= SNX-482 =

Spider toxin

SNX-482 is a toxin from the tarantula Hysterocrates gigas. It acts as a high-affinity blocker of R-type Ca^{2+} (Cav2.3) channels, but at higher concentrations it can also block other Ca^{2+} channels and Na^{+} channels.

== Sources ==

SNX-482 is isolated from the venom of the spider Hysterocrates gigas.

== Sequence ==

GVDKAGCRYMFGGCSVNDDCCPRLGCHSLFSYCAWDLTFSD-OH

== Homology ==

SNX-482 is homologous to the spider peptides grammatoxin S1A and hanatoxin.

== Target ==

Cav2.3 (alpha1E, R-type) channel (strong affinity), L-type Ca^{2+} channel, P/Q type Ca^{2+} channel, Na^{+} channel. "SNX-482 [also] dramatically reduced the A-type potassium current in acutely dissociated dopamine neurons from mouse substantia nigra pars compacta."

== Mode of action ==

The compound was initially identified as a selective, voltage-dependent inhibitor of Cav2.3 (a1E, R-type) channels. SNX-482 inhibits native R-type Ca^{2+} currents at weak nanomolar concentrations in rat neurohypophyseal nerve terminals. However, it does not influence R-type Ca^{2+} currents at concentrations of 200–500 nM in several types of rat central neurons. Washout could only moderately reverse the R-type Ca^{2+} channel inhibition after treatment with 200 nM SNX-482. However, application of strong voltage reverses the blocking of R-type Ca^{2+} channels. SNX-482 needs to interact with a1E domains III and IV to play a role in the significant inhibition of R-type channel gating. Although SNX-482 is generally viewed as a selective inhibitor of Cav2.3 (a1E, R-type) channels, more recently it was shown that it can also inhibit L-type or P/Q type Ca^{2+} channels and incompletely block Na^{+} channels.
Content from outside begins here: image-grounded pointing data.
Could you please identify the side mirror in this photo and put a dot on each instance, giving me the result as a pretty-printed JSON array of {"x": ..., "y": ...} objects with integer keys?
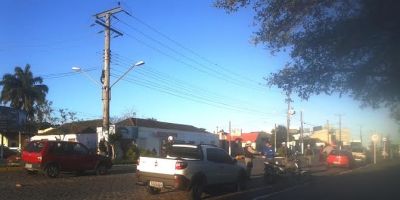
[{"x": 234, "y": 161}]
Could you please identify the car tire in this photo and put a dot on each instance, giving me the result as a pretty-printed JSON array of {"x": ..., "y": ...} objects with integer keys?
[
  {"x": 101, "y": 169},
  {"x": 52, "y": 171},
  {"x": 153, "y": 190},
  {"x": 241, "y": 183},
  {"x": 31, "y": 172},
  {"x": 196, "y": 190}
]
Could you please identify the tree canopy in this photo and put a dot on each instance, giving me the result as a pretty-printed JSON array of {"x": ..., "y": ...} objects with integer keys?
[
  {"x": 23, "y": 91},
  {"x": 347, "y": 47}
]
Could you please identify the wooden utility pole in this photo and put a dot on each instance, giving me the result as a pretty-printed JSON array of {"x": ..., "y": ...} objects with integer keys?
[
  {"x": 230, "y": 138},
  {"x": 104, "y": 19},
  {"x": 288, "y": 100},
  {"x": 301, "y": 133}
]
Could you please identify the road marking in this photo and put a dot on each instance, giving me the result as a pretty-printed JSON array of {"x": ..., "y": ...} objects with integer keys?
[{"x": 279, "y": 192}]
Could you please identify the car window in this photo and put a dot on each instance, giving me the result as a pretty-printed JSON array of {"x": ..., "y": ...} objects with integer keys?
[
  {"x": 79, "y": 149},
  {"x": 34, "y": 147},
  {"x": 186, "y": 152},
  {"x": 57, "y": 148},
  {"x": 218, "y": 155}
]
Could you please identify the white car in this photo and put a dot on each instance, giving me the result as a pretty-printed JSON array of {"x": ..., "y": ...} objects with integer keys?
[{"x": 190, "y": 168}]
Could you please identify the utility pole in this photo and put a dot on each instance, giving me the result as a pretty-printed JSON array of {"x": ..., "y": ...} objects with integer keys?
[
  {"x": 301, "y": 133},
  {"x": 230, "y": 138},
  {"x": 340, "y": 131},
  {"x": 288, "y": 101},
  {"x": 329, "y": 138},
  {"x": 275, "y": 137},
  {"x": 104, "y": 19}
]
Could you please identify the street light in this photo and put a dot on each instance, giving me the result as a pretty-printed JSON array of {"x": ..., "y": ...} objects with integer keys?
[{"x": 106, "y": 88}]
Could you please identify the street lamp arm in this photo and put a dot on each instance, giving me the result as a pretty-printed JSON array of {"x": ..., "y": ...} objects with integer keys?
[{"x": 123, "y": 75}]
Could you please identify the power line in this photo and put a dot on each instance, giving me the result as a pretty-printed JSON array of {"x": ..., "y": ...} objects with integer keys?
[
  {"x": 192, "y": 51},
  {"x": 204, "y": 68}
]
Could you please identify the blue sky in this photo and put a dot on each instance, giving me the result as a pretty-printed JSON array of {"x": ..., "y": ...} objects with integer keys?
[{"x": 201, "y": 67}]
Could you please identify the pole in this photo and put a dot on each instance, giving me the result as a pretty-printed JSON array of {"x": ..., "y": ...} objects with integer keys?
[
  {"x": 374, "y": 152},
  {"x": 340, "y": 131},
  {"x": 288, "y": 120},
  {"x": 301, "y": 133},
  {"x": 106, "y": 83},
  {"x": 275, "y": 137},
  {"x": 230, "y": 137},
  {"x": 328, "y": 134}
]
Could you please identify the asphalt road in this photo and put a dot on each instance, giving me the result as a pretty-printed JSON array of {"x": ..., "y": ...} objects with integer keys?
[{"x": 373, "y": 182}]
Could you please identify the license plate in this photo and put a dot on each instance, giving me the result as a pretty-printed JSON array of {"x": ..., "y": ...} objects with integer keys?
[{"x": 156, "y": 184}]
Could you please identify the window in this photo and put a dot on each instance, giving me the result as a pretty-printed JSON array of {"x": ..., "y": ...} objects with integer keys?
[
  {"x": 218, "y": 155},
  {"x": 79, "y": 149},
  {"x": 186, "y": 152},
  {"x": 34, "y": 147}
]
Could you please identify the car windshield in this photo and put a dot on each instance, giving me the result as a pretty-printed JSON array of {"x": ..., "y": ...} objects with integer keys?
[
  {"x": 186, "y": 152},
  {"x": 34, "y": 147}
]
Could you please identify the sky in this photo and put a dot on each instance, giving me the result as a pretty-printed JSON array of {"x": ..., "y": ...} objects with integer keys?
[{"x": 201, "y": 67}]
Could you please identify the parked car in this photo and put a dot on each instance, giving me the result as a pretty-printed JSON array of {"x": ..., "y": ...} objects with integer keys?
[
  {"x": 340, "y": 158},
  {"x": 190, "y": 168},
  {"x": 12, "y": 156},
  {"x": 52, "y": 157}
]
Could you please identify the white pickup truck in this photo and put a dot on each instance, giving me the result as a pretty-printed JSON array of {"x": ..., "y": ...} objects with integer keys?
[{"x": 190, "y": 168}]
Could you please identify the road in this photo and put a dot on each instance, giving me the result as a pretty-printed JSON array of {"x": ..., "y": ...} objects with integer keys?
[
  {"x": 120, "y": 184},
  {"x": 371, "y": 182}
]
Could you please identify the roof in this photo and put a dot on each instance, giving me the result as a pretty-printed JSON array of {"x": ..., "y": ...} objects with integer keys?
[
  {"x": 151, "y": 123},
  {"x": 247, "y": 137},
  {"x": 78, "y": 127},
  {"x": 90, "y": 126}
]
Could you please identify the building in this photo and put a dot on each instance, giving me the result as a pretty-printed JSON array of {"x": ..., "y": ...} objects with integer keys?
[
  {"x": 332, "y": 136},
  {"x": 147, "y": 134},
  {"x": 152, "y": 134}
]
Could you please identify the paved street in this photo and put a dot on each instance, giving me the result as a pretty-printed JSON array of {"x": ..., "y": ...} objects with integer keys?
[{"x": 120, "y": 184}]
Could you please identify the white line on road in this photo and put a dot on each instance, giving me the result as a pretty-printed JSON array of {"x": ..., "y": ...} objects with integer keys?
[{"x": 279, "y": 192}]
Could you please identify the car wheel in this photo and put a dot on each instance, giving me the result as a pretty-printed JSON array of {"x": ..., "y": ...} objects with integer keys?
[
  {"x": 153, "y": 190},
  {"x": 241, "y": 183},
  {"x": 196, "y": 191},
  {"x": 31, "y": 172},
  {"x": 101, "y": 169},
  {"x": 52, "y": 171}
]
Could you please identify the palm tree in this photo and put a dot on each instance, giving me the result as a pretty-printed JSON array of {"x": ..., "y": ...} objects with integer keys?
[{"x": 23, "y": 91}]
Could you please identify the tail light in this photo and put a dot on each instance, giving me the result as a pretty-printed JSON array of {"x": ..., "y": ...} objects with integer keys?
[{"x": 180, "y": 165}]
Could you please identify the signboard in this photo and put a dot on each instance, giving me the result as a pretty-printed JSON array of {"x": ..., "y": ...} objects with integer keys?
[{"x": 11, "y": 119}]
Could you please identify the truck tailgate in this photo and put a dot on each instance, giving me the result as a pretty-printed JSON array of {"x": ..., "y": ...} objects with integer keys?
[{"x": 157, "y": 165}]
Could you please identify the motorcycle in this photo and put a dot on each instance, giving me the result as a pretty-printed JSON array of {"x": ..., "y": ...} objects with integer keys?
[{"x": 278, "y": 168}]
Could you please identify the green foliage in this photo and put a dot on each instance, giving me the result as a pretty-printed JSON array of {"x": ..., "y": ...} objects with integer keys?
[
  {"x": 343, "y": 47},
  {"x": 23, "y": 91}
]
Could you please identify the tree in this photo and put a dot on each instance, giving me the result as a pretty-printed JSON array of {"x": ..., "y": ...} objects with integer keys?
[
  {"x": 23, "y": 91},
  {"x": 344, "y": 46}
]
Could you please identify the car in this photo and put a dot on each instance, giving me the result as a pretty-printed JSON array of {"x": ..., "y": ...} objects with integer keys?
[
  {"x": 12, "y": 156},
  {"x": 340, "y": 158},
  {"x": 190, "y": 168},
  {"x": 53, "y": 157}
]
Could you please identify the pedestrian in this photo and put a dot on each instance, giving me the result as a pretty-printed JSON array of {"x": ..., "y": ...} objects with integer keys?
[
  {"x": 237, "y": 149},
  {"x": 321, "y": 154},
  {"x": 309, "y": 154},
  {"x": 268, "y": 151},
  {"x": 249, "y": 153}
]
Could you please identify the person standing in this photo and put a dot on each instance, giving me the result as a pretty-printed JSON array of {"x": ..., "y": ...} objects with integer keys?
[
  {"x": 249, "y": 153},
  {"x": 309, "y": 154}
]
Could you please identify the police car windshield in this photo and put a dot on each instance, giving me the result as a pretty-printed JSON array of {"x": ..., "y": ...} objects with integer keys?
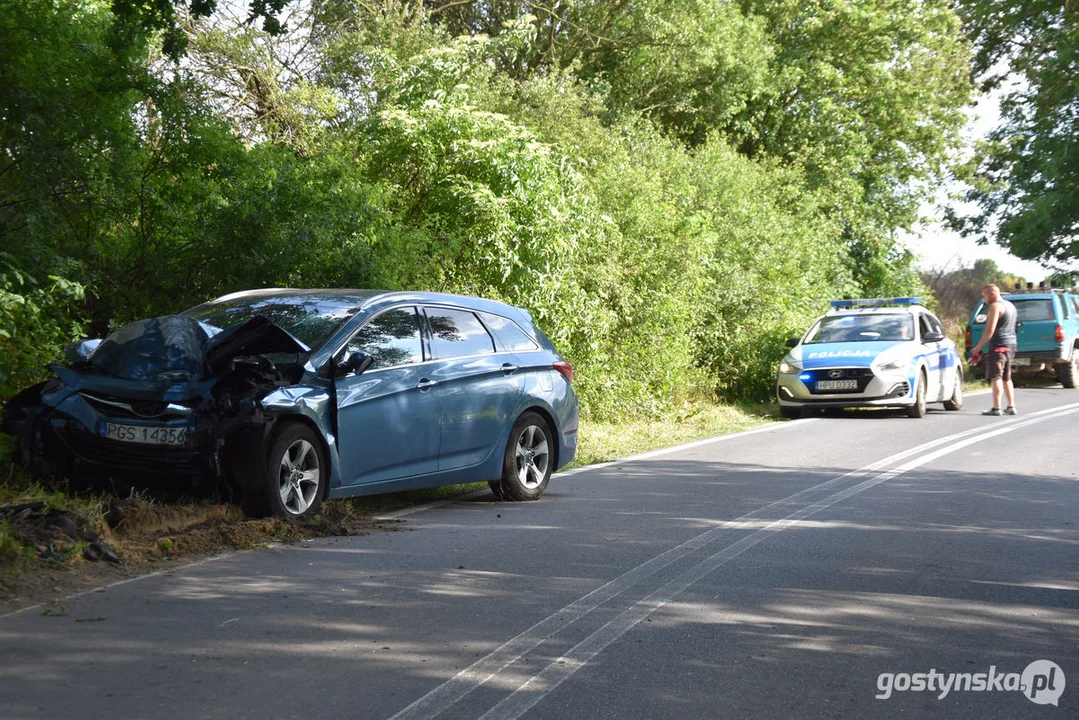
[{"x": 861, "y": 328}]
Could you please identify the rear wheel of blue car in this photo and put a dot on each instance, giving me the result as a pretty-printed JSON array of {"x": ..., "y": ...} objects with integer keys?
[
  {"x": 296, "y": 472},
  {"x": 529, "y": 460}
]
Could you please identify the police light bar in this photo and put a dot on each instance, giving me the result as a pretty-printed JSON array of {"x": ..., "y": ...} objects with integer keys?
[{"x": 875, "y": 302}]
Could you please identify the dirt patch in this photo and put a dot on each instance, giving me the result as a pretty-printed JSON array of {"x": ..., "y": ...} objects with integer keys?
[{"x": 49, "y": 554}]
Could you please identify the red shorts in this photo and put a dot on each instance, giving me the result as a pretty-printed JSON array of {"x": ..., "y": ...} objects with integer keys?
[{"x": 998, "y": 363}]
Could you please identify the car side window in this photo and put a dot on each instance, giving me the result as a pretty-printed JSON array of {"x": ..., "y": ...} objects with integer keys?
[
  {"x": 508, "y": 333},
  {"x": 934, "y": 323},
  {"x": 924, "y": 325},
  {"x": 456, "y": 334},
  {"x": 391, "y": 338}
]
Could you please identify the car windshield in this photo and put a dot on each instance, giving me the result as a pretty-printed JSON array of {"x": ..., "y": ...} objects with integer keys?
[
  {"x": 311, "y": 320},
  {"x": 861, "y": 328}
]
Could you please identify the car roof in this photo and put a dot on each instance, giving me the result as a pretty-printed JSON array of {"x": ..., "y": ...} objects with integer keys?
[
  {"x": 372, "y": 299},
  {"x": 876, "y": 311},
  {"x": 1033, "y": 296}
]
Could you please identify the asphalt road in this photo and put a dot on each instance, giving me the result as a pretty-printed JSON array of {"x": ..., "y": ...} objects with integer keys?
[{"x": 835, "y": 567}]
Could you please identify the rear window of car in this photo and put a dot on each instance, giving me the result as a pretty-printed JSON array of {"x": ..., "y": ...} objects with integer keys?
[
  {"x": 508, "y": 333},
  {"x": 1030, "y": 310},
  {"x": 456, "y": 334}
]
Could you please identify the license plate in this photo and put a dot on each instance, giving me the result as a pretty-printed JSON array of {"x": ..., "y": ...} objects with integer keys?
[
  {"x": 145, "y": 434},
  {"x": 836, "y": 384}
]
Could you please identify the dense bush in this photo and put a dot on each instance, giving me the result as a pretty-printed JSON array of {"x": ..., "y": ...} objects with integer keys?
[{"x": 645, "y": 193}]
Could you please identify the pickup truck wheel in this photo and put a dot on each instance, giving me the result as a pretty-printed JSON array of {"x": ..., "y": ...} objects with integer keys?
[
  {"x": 1068, "y": 372},
  {"x": 955, "y": 403}
]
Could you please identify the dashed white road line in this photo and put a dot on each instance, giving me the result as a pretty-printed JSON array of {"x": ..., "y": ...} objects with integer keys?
[{"x": 544, "y": 681}]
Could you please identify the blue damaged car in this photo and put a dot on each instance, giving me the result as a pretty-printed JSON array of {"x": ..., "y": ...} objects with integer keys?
[{"x": 291, "y": 396}]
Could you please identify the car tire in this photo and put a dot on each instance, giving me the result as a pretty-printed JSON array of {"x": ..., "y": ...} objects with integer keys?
[
  {"x": 296, "y": 474},
  {"x": 528, "y": 462},
  {"x": 918, "y": 409},
  {"x": 1068, "y": 372},
  {"x": 956, "y": 401}
]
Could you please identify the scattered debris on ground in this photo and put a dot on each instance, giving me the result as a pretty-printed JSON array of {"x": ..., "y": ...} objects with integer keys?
[{"x": 51, "y": 549}]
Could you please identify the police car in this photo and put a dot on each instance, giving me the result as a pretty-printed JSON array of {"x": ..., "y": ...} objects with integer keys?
[{"x": 871, "y": 352}]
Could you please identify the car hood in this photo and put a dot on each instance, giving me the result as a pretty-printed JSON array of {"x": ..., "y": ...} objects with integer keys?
[
  {"x": 180, "y": 349},
  {"x": 850, "y": 354}
]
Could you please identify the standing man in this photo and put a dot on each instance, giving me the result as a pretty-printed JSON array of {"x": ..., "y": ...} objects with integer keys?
[{"x": 1000, "y": 337}]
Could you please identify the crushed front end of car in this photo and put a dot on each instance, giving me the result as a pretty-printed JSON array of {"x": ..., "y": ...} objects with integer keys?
[{"x": 159, "y": 404}]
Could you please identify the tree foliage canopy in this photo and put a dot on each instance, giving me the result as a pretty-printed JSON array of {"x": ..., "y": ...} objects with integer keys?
[
  {"x": 671, "y": 187},
  {"x": 1025, "y": 178}
]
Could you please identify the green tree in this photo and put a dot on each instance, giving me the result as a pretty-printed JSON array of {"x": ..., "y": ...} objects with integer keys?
[{"x": 1025, "y": 179}]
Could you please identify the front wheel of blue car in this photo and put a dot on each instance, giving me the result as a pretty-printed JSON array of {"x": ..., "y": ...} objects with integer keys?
[
  {"x": 296, "y": 472},
  {"x": 529, "y": 460}
]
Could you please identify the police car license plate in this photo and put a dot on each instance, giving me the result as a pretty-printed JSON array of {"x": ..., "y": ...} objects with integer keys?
[
  {"x": 145, "y": 434},
  {"x": 836, "y": 384}
]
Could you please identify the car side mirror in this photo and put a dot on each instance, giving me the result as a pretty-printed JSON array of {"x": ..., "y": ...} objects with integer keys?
[{"x": 357, "y": 364}]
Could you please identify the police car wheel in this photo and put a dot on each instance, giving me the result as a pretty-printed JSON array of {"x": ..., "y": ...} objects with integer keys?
[
  {"x": 918, "y": 409},
  {"x": 956, "y": 402}
]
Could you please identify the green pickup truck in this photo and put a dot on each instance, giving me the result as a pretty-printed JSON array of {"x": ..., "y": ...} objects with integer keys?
[{"x": 1048, "y": 334}]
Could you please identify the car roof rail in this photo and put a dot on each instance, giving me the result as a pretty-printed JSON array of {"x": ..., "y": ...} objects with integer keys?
[{"x": 875, "y": 302}]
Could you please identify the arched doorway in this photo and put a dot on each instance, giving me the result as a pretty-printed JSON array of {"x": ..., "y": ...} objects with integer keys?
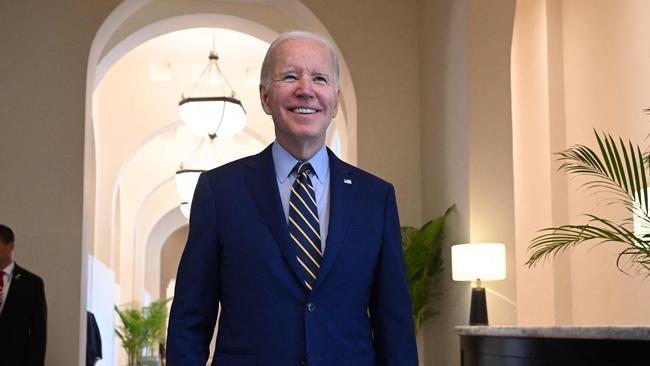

== Research and therapeutic use ==

SNX-482 has been used to elucidate the roles of theaflavin-3-G in transmitter release. Furthermore, some research has indicated that it inhibits neuronal responses in a neuropathic pain model, so it is possible that SNX-482 can be used to reduce dorsal horn neuronal pain in neuropathic pain therapy.